16. Kekecewaan

AKU tercekat, tak bisa berkata-kata. Ada batu kecil yang mengganjal tenggorokanku.

"Lihat, dia sendiri juga enggak percaya, kan?" Philene menggumam rendah di dekat Ursa. Dengan tidak terima, aku merebut cermin itu dan mendekatkannya pada wajahku, memelototinya dengan cara konyol dan kikuk. Dua mata itu berwarna biru―dingin dan membekukan, seolah dia menusukku dengan kehampaannya yang mutlak dan pasti. Dia tak kukenal. Dia bukan aku.

"Pasti ada yang salah." Kini suaraku terdengar parau dan tercekik. Kubiarkan cermin jatuh ke lantai kayu yang lapuk dengan bunyi ketukan tumpul, sekonyong-konyong merasa kehilangan diriku sendiri.
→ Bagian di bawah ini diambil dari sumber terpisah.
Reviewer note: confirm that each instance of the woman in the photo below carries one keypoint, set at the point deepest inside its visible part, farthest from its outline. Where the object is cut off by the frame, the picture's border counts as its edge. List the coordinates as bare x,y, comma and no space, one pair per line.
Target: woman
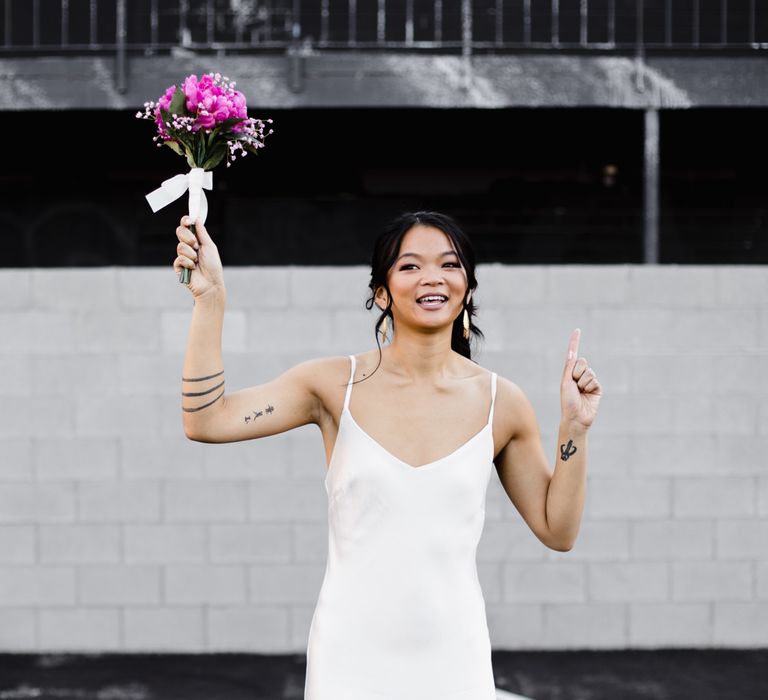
401,614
Jadi, inilah jawaban dari kecurigaanku terhadap pandangan menuduh Ursa, dari kebungkamannya yang menjeritkan ledakan kebingungan dalam benakku, dan dari sikapnya yang mendadak kaku dan hati-hati. Saat aku siuman tadi, dia pasti terkejut melihat mataku yang berubah warna.
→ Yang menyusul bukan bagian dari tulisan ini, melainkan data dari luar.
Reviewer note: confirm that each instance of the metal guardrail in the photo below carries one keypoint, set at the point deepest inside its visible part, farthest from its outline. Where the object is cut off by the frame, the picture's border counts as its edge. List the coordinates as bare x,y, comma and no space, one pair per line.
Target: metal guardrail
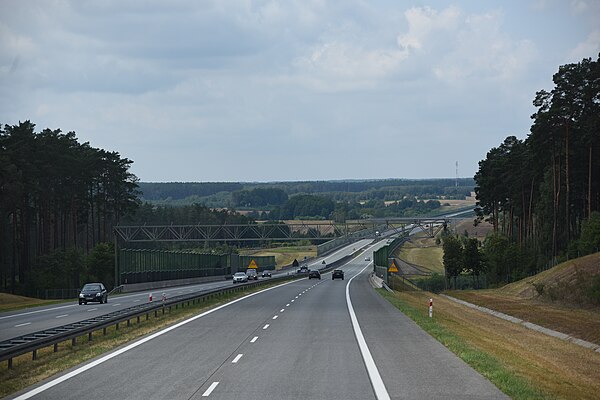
33,342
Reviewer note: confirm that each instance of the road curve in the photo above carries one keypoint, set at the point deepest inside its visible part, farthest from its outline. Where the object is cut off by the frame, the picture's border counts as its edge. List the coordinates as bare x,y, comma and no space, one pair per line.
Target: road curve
293,341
"Kami melihatmu sebelumnya," kata suara yang lebih dalam dan serak, muncul bagai pukulan samar. Bo telah duduk tak berkutik dalam kesuraman ruangan yang disepuh sinar lilin. Aku melihat rambutnya yang awut-awutan seperti singa membentuk bayangan si lantai kayu. Dia melanjutkan, "Mulanya kau bermata hitam, sama sepertiku. Tapi tiba-tiba saja kekuatan itu muncul bagai ledakan yang enggak bisa dikendalikan. Kau jelas mendorongku sampai ke luar sana, bocah―" dia menunjuk lubang pada dinding pondok dengan jari-jarinya yang gemuk seperti sosis, suaranya lebih bengis lagi, mengakhiri kalimatnya dengan geraman dari gigi-giginya yang terkatup. "Tanganmu yang sekeras baja itu menimbulkan memar di dadaku."

"Sekeras ... baja?"

Aku termangu, membiarkan ingatan lama menyeruak dalam benakku seperti tetesan air dari keran. Bayangan samar, keruh, buram, tentang tindakanku sebelum diriku ambruk didera kelelahan. Kutundukkan kepala, menatap telapak tangan yang coreng moreng oleh jelaga dan debu. Secara ajaib aku mulai mengingatnya lagi.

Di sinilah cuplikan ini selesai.